During the century and more that followed, the infestation of silver birch trees may have enhanced the ghostly beauty of Moortown, but the bloom came at a stiff price as the enveloping shade nudged a classic, fast-running heathland course closer to the characteristics of parkland golf. In 2000, at the encouragement of Tom Doak, Moortown undertook a costly tree-felling project that opened the corridors and allowed the heather to return.
In addition, after studying aerial photos taken by the RAF in the 1920s, the club restored many of the original MacKenzie bunkers. The result is a formidable layout, playing nearly 7,000 yards from the back tees, marked by a collection of searing two-shot holes.
Like a good host, Moortown welcomes the visitor warmly, with a benign par five. After this concession, the dogs are unleashed with a brace of challenging par fours that use the subtle elevation changes that typify the course. Although newly built in 1989 and initially out of place, the revised 6th hole has become a par four that would surely meet with MacKenzie’s approval. With rowan and birch trees felled, bunkers have been added and the natural heath now has extra space to breathe.

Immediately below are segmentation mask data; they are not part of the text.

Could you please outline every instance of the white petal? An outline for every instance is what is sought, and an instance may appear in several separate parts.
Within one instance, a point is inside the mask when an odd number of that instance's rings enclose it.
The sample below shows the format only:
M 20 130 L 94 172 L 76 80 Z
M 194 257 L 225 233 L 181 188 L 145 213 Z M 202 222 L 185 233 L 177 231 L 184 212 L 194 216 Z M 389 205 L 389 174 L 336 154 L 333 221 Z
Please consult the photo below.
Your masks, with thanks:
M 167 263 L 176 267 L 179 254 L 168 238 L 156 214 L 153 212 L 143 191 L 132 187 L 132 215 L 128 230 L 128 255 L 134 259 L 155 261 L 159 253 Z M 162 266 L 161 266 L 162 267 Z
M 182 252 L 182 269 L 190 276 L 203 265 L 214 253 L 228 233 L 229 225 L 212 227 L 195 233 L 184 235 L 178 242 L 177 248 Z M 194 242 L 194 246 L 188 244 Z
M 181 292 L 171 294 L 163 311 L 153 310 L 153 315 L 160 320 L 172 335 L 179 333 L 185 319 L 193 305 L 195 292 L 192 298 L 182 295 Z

After Gibraltar ignites the back nine, the 11th lifts higher onto the Black Moor and the requisite heathland ingredients—heather, hummocks, and gorse—all come devilishly into play. A relatively short par four, 11 encapsulates the brilliance of MacKenzie’s design: huge bunkers surrounding a thin, raised green that could easily be the English cousin of the putting surface at the foot of Augusta’s second hole.

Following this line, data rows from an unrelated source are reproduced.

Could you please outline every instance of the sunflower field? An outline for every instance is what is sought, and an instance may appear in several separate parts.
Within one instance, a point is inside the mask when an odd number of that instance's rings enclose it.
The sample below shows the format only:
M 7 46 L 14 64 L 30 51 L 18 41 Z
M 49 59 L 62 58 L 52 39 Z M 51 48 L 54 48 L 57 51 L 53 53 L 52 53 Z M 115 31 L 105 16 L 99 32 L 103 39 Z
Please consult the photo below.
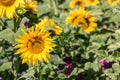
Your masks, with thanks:
M 120 80 L 120 0 L 0 0 L 0 80 Z

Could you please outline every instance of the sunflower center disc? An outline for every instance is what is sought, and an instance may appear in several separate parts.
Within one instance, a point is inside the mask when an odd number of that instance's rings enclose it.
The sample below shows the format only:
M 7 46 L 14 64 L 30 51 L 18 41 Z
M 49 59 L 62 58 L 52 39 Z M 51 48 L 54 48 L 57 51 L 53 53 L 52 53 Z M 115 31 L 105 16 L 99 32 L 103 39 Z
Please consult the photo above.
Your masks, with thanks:
M 15 0 L 0 0 L 0 5 L 2 6 L 11 6 Z
M 76 5 L 80 5 L 81 3 L 82 3 L 82 2 L 79 1 L 79 2 L 76 3 Z
M 33 38 L 28 42 L 28 49 L 32 53 L 40 53 L 44 49 L 44 42 L 41 39 Z

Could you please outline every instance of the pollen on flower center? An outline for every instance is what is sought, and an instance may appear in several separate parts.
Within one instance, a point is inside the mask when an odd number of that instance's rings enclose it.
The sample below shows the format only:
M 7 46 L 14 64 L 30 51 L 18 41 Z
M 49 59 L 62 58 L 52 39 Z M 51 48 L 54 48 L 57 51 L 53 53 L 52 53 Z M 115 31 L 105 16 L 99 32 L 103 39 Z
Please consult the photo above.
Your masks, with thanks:
M 81 2 L 80 2 L 80 1 L 76 2 L 76 5 L 80 5 L 80 4 L 81 4 Z
M 91 2 L 93 2 L 94 0 L 91 0 Z
M 44 42 L 41 39 L 32 38 L 28 41 L 27 47 L 32 53 L 40 53 L 44 49 Z
M 116 1 L 116 0 L 112 0 L 113 2 Z
M 77 17 L 78 17 L 78 16 L 75 16 L 75 17 L 73 18 L 72 22 L 74 22 L 74 21 L 75 21 L 75 19 L 77 19 Z
M 89 20 L 87 18 L 85 18 L 85 22 L 87 23 L 87 25 L 90 24 Z
M 2 6 L 11 6 L 15 0 L 0 0 L 0 5 Z
M 40 47 L 40 43 L 35 42 L 35 43 L 33 44 L 33 48 L 38 48 L 38 47 Z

According to MacKenzie, his course was chosen to host Britain’s first Ryder Cup because it represented a strategic test. The British, more familiar than the Americans with Moortown’s subtleties, enjoyed a clear advantage in 1929, when the matches were contested over two sessions of foursomes (alternate shot) and eight singles. Each match was played over 36 holes, with Great Britain bouncing back from a 2 ½ – 1 ½ loss in the foursomes to win the singles 5 ½ – 2 ½. The most notable match was British captain George Duncan’s 10-and-8 evisceration of his American counterpart, Walter Hagen.

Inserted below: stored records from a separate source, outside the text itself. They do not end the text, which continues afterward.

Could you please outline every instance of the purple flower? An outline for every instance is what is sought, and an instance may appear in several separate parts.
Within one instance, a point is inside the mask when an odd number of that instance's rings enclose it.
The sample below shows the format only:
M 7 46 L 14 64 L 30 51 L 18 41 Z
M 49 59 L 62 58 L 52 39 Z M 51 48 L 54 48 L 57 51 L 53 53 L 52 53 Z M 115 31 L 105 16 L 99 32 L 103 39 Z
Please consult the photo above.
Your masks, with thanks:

Although the Ryder Cup was in its infancy, the matches drew 20,000 spectators over the two days of action. In a letter of thanks to Moortown after he’d been made an honorary member, Hagen said that he had never played the game in front of more people.
Half a century later, Bernard Gallacher held off challenges from Nick Faldo, Bernhard Langer, Bob Charles, Seve Ballesteros, and Tony Jacklin to win the 1980 Haig Whisky Tournament Players Championship, and in 1984 Faldo won the Car Care Plan International at Moortown.
But with that event the club’s days of hosting the game’s elite came to an end. In recent years urban sprawl has worn away at the surrounding land and access to the course is now too restricted for the demands of 21st-century tournaments.
For the rest of us, though, Moortown presents a rugged heathland treasure, a comprehensive test of risk-and-reward golf.